Though not cheap (around €20 in France), it positions itself accessibly compared to top Champagne. It evokes the South of France, is good quality, easy to drink, and pairs well with food. 90% of production is exported, and it is the number one imported French wine in the USA. This persuaded LVMH to take a 55% stake in 2019.
What Whispering Angel has achieved isn't rocket science. France remains the world's top tourist destination. The Côte d'Azur and Paris continually provide backdrops for major films. The French lifestyle is highly valued globally. Fashion brands, perfume companies, even car manufacturers have captured la vie en rose. It is cultural dominance begging to be leveraged.
What France Should Do
France's current approach—keeping local producers, passing domaines through generations, resisting globalisation—is admirable.

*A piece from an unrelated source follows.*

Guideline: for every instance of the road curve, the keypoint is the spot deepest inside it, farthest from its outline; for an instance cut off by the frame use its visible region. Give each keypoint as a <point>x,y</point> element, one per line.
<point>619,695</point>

But this cannot feasibly exist for centuries more. What needs urgent changing is France's mass-market appeal.
A few larger brands creating mass-market appeal does not end the tradition of local, terroir-driven producers. In many industries—food, clothing, furniture—big brands actually enhance the value of local, artisan producers.
English-language, or pronounceable French brand names are essential. Whispering Angel, 'Dom,' and 'Bolly' have shown this enhances brand recognition. Maintaining AOC integrity is not essential; strong brand names may supersede the prestige of local appellations.
'Vin de France' shouldn't just be the basic appellation—it should be a badge of honour for the entire industry, a symbol of quality.
Varietal labelling should be embraced. Alsace has clear, variety-first labelling and a sweetness index. This should be copied across France. Perhaps criminally undersold Sauternes may find sales rising if advertised as an orange zest, almond, and honey-flavoured wine?
Greater investment in modern winemaking and international marketing is essential. Rather than giving winegrowers €150 million to uproot vines, the money would be better spent on marketing and investment in better standards.
The system of négociants can be converted into brand development. Rather than just bottling, négociants can develop brands from the producers they consolidate.
Conclusion
The French wine industry, whilst in crisis, remains bursting with potential. France is still producing good value, high quality wine—but it is lost in a sea of unfamiliar producers and consumer confusion. If the industry plays to its strengths, including global perception of France, its traditions, and distinct regional flavours, it can regain its position.
France has one more advantage: consumers globally are already familiar with French grape varieties, even if consumed from Australian, Argentinian, or South African soils. There is little work needed to introduce people to the flavours. France taught the world to drink wine. With the right brands, it can teach the world to drink French wine again.